Senate President Stephen Sweeney, left, managed his first override of a veto by Gov. Chris Christie, but still needs a half dozen Republican swing votes in the Assembly to make it stick. (Photo: Governor’s Office/Tim Larsen)
A trio of GOP members crossed the aisle to cast their lot with New Jersey Senate Democrats to achieve a first ever override of Gov. Chris Christie’s vetoes.
With the minimum 27-12 vote Thursday, lawmakers are halfway to overcoming the governor’s veto ink but will need to pick up a further six Republican defections in the Assembly to make the override of S. 2360, which adds steps to those seeking to clear certain mental health records for the restoration of gun rights, official.
“It’s always a good day for New Jersey when elected officials put aside politics and do the right thing for the people,” Assembly Speaker Vincent Prieto, D-Hudson/Bergen, said in a statement. “That’s what happened in the Senate, and I look forward to it happening soon in the Assembly.”
While the measure passed through the legislature unanimously in August, following rejection from Christie support for the proposal became a partisan issue, with Republicans distancing themselves from a bill they once backed.

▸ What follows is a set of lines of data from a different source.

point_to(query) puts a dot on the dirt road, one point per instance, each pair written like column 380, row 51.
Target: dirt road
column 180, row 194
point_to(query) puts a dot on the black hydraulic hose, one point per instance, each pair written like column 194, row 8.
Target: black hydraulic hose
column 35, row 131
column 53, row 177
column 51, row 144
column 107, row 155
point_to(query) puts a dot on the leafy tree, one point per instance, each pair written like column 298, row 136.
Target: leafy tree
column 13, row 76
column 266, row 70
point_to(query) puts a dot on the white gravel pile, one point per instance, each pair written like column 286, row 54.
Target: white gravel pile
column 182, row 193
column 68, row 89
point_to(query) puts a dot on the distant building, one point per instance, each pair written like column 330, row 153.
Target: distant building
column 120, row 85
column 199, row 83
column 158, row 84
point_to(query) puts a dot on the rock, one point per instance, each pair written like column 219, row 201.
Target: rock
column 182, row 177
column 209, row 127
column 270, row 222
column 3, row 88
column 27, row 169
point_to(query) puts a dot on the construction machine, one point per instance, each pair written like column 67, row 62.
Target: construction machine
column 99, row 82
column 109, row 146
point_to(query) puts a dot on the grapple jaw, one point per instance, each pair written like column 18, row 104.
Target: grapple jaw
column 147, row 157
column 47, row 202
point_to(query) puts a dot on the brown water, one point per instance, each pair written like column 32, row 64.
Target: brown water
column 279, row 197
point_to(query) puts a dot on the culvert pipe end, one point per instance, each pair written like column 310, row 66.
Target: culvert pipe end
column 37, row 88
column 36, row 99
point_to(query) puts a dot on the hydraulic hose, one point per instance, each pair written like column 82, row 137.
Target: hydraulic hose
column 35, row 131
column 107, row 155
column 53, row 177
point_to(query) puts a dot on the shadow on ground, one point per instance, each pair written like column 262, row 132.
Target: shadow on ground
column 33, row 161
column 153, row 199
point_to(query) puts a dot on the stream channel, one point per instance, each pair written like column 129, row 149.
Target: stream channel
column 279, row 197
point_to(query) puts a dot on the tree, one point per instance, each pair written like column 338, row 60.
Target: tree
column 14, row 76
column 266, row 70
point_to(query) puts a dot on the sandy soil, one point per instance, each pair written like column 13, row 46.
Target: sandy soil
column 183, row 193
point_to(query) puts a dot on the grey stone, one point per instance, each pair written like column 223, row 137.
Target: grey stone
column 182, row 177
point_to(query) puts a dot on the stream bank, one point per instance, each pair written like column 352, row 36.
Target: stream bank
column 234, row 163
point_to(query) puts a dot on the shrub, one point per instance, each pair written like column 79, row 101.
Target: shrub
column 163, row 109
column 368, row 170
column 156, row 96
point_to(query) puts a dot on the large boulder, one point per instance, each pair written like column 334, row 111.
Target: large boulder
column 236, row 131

In the end, three Republicans on Thursday went against Christie: Joe Kyrillos, Christopher Connors and Christopher “Kip” Bateman, enabling a win for Senate President Stephen Sweeney, who had prior to this week failed 52 times to overturn the governor’s vetoes. Bateman, who was a co-sponsor of the bill when first introduced, was absent from the Senate in September when it came time for the first override vote, which failed.
Sweeney then took the drastic measure of threatening to send the state police out searching for unaccounted lawmakers to have a full chamber on hand for this week’s push.
The bill that has become a political line in the sand, S 2360, will require individuals looking to erase old mental records so that they could legally purchase firearms to first advise the Attorney General’s office, local county prosecutor, and state and local law enforcement of their efforts. Currently, law enforcement is not involved in the expungement process.
A Christie representative downplayed the move by the Senate, which is historic for a governor that has sustained nearly 400 legislative vetoes since taking office.
“The comprehensive reforms needed to truly address the gaps in our mental health system which directly affect public safety have sat untouched in the Legislature for years,” said spokesman Kevin Roberts. “This remains true today as the Legislature acts on a half measure.”
The bill now heads to the lower house where it will need to garner 54 votes out of 80 to override Christie’s conditional veto. While Democrats control the chamber, holding 48 seats, they still need nearly 20 percent of Assembly Republicans to defect in order to reach their goal.